“Blessed are those who mourn, for they shall be comforted.” Matthew 5:4
The Greek word for “mourn” in this verse is pentheo, which specifically refers to the strongest, most intensive kind of mourning. In the Septuagint, the Greek version of the Old Testament, this word is used to describe Jacob’s grief when he thought his beloved son Joseph was dead (Genesis 37:34).
Still, the question is, how can such mourning equate to blessedness? The typical commentator’s explanation is to make the mourning a mourning over one’s sins. The person who is under extreme conviction over his sinful condition, to the point of gut-wreching mourning over it, will find forgiveness and comfort in Christ.
Certainly this is a doctrinally sound thought, but I can’t help but wonder if we should be so quick to explain away the literalness of Christ’s words. Would His disciples really have understood the mourning to be mourning over one’s sins? I have to question that.
I lean toward thinking that Jesus was emphasizing that He was the answer for death. Mourning has always walked hand in hand with death. Perhaps then Jesus was saying, “There’s now One on the scene who can provide the greatest comfort to those who have lost loved ones.”
In the Luke version of the sermon, Jesus says nothing about those who mourn. Instead, He says, “Blessed are you who weep now, for you shall laugh” (Luke 6:21). But just as mourning walks hand in hand with death, weeping walks hand in hand with mourning. Therefore, it isn’t hard to link “Blessed are those who mourn” and “Blessed are you who weep now” together. The fact that Jesus got more individually specific in the Luke version by using the word “you” seems to be a case of tailoring a sermon to fit an audience.
In Revelation 1:18, Jesus says, “I am He who lives, and was dead, and behold, I am alive forevermore. Amen. And I have the keys of Hades and Death.” Since Hades was the general realm of the dead, Jesus was pointing out that He has complete charge over the afterlife. If a person knew Him as Savior in life, that relationship would continue in death. As Paul wrote to the Christians of Corinth, “For we know that if our earthly house, this tent (body), is destroyed, we have a building from God, a house not made with hands, eternal in the heavens…So we are always confident, knowing that while we are at home in the body we are absent from the Lord…We are confident, yes, well pleased rather to be absent from the body and to be present with the Lord” (2 Corinthians 5:1,6,8).

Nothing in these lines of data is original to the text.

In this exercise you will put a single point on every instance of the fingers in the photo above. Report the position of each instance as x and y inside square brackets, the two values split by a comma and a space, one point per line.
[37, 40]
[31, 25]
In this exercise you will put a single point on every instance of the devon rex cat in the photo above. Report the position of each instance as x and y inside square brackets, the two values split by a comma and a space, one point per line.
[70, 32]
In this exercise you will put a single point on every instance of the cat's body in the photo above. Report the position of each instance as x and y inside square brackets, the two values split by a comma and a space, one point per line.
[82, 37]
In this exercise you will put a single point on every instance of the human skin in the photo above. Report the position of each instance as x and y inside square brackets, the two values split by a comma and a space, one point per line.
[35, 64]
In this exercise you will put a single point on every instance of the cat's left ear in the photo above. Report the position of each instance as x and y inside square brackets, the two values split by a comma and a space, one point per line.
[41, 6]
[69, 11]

Speaking for myself, it brings me indescribable comfort to know that the souls of my loved ones who died in Christ went to heaven to be with Him. For them, death was a promotion and a call home. Rather than mourn a Christian’s passing, we should celebrate it. After all, as Paul said in another passage, “To live is Christ, and to die is gain. But if I live on in the flesh, this will mean fruit from my labor; yet what I shall choose I cannot tell. For I am hard-pressed between the two, having a desire to depart and be with Christ, which is far better” (Philippians 1:21,23).

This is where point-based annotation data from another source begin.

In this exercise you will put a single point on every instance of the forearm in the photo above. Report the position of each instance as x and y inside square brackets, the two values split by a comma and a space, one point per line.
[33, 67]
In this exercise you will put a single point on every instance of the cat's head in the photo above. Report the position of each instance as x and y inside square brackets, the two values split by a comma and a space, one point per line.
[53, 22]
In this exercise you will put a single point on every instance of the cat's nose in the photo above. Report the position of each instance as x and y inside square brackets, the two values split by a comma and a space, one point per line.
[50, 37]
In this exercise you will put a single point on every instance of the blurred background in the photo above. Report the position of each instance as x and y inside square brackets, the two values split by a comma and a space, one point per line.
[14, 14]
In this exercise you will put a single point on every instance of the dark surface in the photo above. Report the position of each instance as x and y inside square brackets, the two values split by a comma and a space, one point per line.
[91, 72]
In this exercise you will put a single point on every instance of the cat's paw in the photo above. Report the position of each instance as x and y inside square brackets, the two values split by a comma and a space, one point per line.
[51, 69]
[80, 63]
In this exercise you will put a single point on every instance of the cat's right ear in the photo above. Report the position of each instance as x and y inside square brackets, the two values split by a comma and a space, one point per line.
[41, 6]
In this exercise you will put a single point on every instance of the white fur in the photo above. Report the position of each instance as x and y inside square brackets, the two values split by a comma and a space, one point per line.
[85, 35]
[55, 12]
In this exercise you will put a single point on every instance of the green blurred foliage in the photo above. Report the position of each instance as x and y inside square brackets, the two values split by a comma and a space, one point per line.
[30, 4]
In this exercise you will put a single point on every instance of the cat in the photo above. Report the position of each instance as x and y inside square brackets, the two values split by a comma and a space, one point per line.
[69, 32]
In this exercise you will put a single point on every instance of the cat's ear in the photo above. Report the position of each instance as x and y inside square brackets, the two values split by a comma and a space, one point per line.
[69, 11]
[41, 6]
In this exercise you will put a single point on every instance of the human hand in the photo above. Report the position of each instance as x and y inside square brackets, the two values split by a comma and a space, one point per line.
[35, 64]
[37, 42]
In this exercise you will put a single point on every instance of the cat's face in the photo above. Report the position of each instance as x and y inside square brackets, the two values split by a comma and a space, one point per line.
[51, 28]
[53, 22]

I’ve preached more funerals than I can remember, and in each one I tried to bring some comfort to the family. I have to say, though, that the greatest comfort I ever gave anybody came from assuring them that the soul of their Christian loved one was with the Lord in heaven. Such funerals preach themselves. And it is because of these experiences that I can say with certainty that Jesus really does provide comfort for the blessed (the saved) who mourn the deaths of their fellow brothers and sisters in Christ.